Medication adherence in people living with HIV is crucial as daily regimens prevent the virus from multiplying and mutating. A late-stage trial investigating an ingestible sensor to monitor HIV medication adherence is set to start in the upcoming weeks, according to GlobalData’s Clinical Trials Database. GlobalData is the parent company of Clinical Trials Arena.

On the other hand, antiretroviral therapies (ARTs) potentially add the risk of kidney impairment in patients with HIV infection. While ARTs have lowered the rate of kidney disease, 30% of HIV-positive patients still have renal problems. Two trials are testing various drug combinations in people who are HIV-positive and measuring the effects on renal function.

Digital pill to monitor adherence

Fenway Health recently announced its plans to conduct a clinical trial investigating medication adherence with a next-generation ingestible sensor. The nonrandomised and open-label trial (NCT05592613) will enrol 30 patients who are HIV-negative and take Gilead SciencesTruvada, a pre-exposure prophylaxis (PrEP), and people with HIV (PWH) on Gilead SciencesBiktarvy, an antiretroviral therapy (ART).

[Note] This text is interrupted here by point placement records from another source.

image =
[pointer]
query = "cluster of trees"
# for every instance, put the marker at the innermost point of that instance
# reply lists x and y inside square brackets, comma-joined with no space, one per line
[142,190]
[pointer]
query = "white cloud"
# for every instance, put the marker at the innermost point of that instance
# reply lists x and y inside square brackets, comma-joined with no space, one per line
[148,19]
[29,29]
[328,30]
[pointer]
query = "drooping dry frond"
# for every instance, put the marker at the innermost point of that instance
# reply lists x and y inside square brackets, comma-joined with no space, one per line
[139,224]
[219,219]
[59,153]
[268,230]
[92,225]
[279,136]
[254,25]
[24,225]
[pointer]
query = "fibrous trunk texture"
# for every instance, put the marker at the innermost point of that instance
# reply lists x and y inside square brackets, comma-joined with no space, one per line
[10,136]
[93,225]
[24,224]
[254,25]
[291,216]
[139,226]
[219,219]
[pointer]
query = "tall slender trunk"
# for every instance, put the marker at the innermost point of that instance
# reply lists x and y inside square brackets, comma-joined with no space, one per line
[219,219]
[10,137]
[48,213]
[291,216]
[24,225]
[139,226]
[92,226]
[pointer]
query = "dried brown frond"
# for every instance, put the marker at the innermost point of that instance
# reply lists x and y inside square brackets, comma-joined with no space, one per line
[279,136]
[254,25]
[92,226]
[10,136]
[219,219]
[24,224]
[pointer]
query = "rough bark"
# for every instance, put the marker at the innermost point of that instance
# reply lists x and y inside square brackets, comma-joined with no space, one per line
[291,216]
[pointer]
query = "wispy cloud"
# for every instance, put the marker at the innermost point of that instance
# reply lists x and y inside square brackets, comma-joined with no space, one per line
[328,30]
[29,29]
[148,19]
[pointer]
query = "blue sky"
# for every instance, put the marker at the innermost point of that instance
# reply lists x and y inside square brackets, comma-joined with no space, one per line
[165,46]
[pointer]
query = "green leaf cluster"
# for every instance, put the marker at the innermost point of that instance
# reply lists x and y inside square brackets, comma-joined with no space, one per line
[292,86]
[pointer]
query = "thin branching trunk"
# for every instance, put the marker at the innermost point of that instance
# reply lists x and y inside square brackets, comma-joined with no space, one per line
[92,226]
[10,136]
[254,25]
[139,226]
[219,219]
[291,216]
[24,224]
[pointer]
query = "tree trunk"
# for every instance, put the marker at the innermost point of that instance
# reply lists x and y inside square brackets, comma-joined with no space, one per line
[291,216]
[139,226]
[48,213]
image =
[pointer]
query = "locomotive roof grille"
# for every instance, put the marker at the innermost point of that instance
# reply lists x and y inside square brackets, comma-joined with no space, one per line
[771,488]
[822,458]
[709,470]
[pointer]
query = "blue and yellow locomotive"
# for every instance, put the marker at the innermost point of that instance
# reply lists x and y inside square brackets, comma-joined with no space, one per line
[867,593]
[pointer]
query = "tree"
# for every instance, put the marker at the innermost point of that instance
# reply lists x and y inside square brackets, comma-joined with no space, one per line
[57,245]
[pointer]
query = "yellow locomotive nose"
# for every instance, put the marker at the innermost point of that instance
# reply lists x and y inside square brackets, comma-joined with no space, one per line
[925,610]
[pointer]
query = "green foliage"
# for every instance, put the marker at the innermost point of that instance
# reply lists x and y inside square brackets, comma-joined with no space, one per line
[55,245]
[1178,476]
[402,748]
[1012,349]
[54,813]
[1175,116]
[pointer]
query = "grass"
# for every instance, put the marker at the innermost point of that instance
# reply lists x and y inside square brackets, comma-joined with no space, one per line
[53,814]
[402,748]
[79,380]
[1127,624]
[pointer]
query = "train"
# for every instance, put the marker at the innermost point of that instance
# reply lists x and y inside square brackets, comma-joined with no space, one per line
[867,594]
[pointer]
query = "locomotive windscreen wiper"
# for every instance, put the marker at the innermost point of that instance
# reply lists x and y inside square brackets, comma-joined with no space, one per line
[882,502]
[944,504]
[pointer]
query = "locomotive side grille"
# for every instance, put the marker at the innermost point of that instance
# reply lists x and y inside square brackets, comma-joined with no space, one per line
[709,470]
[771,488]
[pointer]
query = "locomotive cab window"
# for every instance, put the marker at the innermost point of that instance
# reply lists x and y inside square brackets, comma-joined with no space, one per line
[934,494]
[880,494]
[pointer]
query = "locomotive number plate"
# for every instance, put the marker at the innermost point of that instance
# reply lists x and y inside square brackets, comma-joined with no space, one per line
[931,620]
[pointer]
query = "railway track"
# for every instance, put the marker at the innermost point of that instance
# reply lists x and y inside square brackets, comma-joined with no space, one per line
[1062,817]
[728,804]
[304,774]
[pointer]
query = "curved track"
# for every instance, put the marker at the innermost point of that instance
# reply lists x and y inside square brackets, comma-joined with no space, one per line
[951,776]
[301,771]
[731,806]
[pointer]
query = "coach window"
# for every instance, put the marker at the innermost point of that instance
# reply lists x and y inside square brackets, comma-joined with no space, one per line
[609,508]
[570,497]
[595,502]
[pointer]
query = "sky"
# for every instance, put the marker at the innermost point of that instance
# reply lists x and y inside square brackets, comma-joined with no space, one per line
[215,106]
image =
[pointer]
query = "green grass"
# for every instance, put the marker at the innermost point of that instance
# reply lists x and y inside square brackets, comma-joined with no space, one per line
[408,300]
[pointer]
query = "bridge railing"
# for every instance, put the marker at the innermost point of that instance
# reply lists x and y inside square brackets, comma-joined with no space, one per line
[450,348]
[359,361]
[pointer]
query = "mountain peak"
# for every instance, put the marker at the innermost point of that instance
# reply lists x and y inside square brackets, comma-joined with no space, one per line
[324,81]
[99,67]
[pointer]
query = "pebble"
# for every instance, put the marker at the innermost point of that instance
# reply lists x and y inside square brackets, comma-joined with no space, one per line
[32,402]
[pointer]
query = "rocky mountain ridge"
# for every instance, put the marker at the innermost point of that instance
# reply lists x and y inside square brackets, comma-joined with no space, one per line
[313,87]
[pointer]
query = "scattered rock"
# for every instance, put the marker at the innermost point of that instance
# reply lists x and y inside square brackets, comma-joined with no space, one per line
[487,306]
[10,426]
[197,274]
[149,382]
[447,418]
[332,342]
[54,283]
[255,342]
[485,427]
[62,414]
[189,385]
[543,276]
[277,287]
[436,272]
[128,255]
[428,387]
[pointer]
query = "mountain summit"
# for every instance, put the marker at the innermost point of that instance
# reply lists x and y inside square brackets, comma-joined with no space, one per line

The trial aims to investigate the use of the reader as a part of a digital pill system (DPS). The DPS comprises of an “ingestible radiofrequency emitter, integrated into a standard gelatine capsule, which then over-encapsulates the study medication (PrEP or ART)”, states the listing. Once ingested, the chloride ions in the stomach activate the radiofrequency emitter and project a signal which is acquired by a wearable device, a wrist-borne reader, then stores and forwards data to a smartphone. This enables on-demand access to adherence data.

Digital pills help to monitor and potentially improve medication adherence, which is critical in patients with HIV in order to get the viral load to undetectable levels and avoid developing AIDS.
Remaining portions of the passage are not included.